Data from BloombergNEF, a strategic research provider, show that issues of carbon offsets are increasing, last year reaching a quarter of a billion tons of carbon offsets. This is also the fourth consecutive year of increasing issues.

However, reports also show that carbon offset retirements fell slightly for the first time since 2016. ‘Retirements’ refers to when the carbon offset is claimed against a company’s carbon footprint to prevent double counting of an offset.

The market now faces a large amount of scrutiny. Protests voice concerns over the quality of carbon offsetting and the difficulty in measuring accurately the amount of carbon that is actually offset. The question arises: do offset projects add to an additional capturing of carbon, above the natural amount without intervention?

Lufthansa faced similar criticism following their announcement of introducing ‘green fares,’ where customers can opt to purchase a green fare ticket, essentially a normal fare ticket with an added fee said to include the cost of offsetting the carbon emissions from the flight. Concerns say that adding a green fare only kicks the can further down the road, and that emissions caused by flying will be the same regardless of the customer having a green fare, economy, or business class seat.

Furthermore, AIGCC (Asia Investor Group on Climate Change) are advising their clients that companies will need to reduce their actual carbon emissions, and that carbon offsetting to make their portfolio greener, making it more attractive for investors, should come only as a “last resort”.

What does this then mean for the future or carbon offsetting? Bloomberg NEF, a strategic research provider, forecasts three possible scenarios for future markets. The first, the status quo, is the ‘voluntary market.’ There is an abundant supply of carbon offsets, but low prices mean slow incentive for investment into technologically driven carbon removal.
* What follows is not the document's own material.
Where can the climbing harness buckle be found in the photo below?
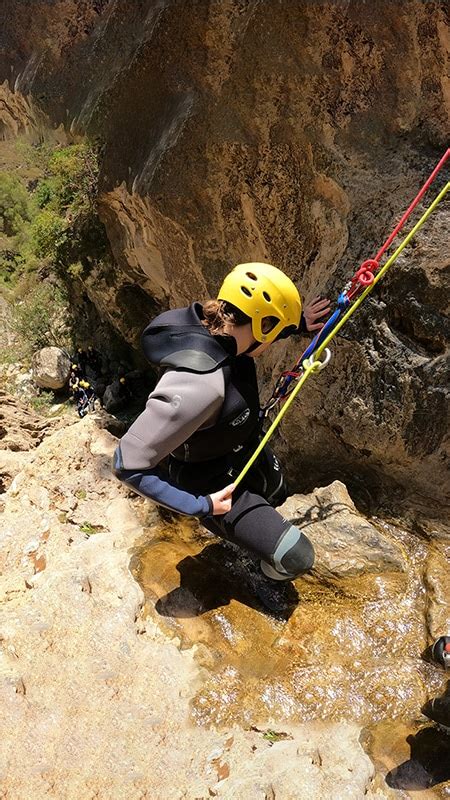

Tests for capturing carbon out of sea water have already been developed by MIT researchers, but more and faster progress is needed. For this a second scenario is forecasted, the ‘removal scenario.’ In this ideal market, prices are higher, upwards $250 or more per ton of carbon by late 2030, but carbon capture is more efficient and reliable. It shows that countries and companies alike will have to get comfortable with spending more on finding carbon reduction and offset strategies that actually work.

What is clear is that the current voluntary carbon market is simply not enough. Juerg Fuessler, managing partner at the sustainability consultancy INFRAS, told Bloomberg that “without much stricter rules and oversight, the [voluntary carbon market] will not play a significant role in reaching the Paris Agreement goals; on the contrary, it could end up facilitating more emissions.”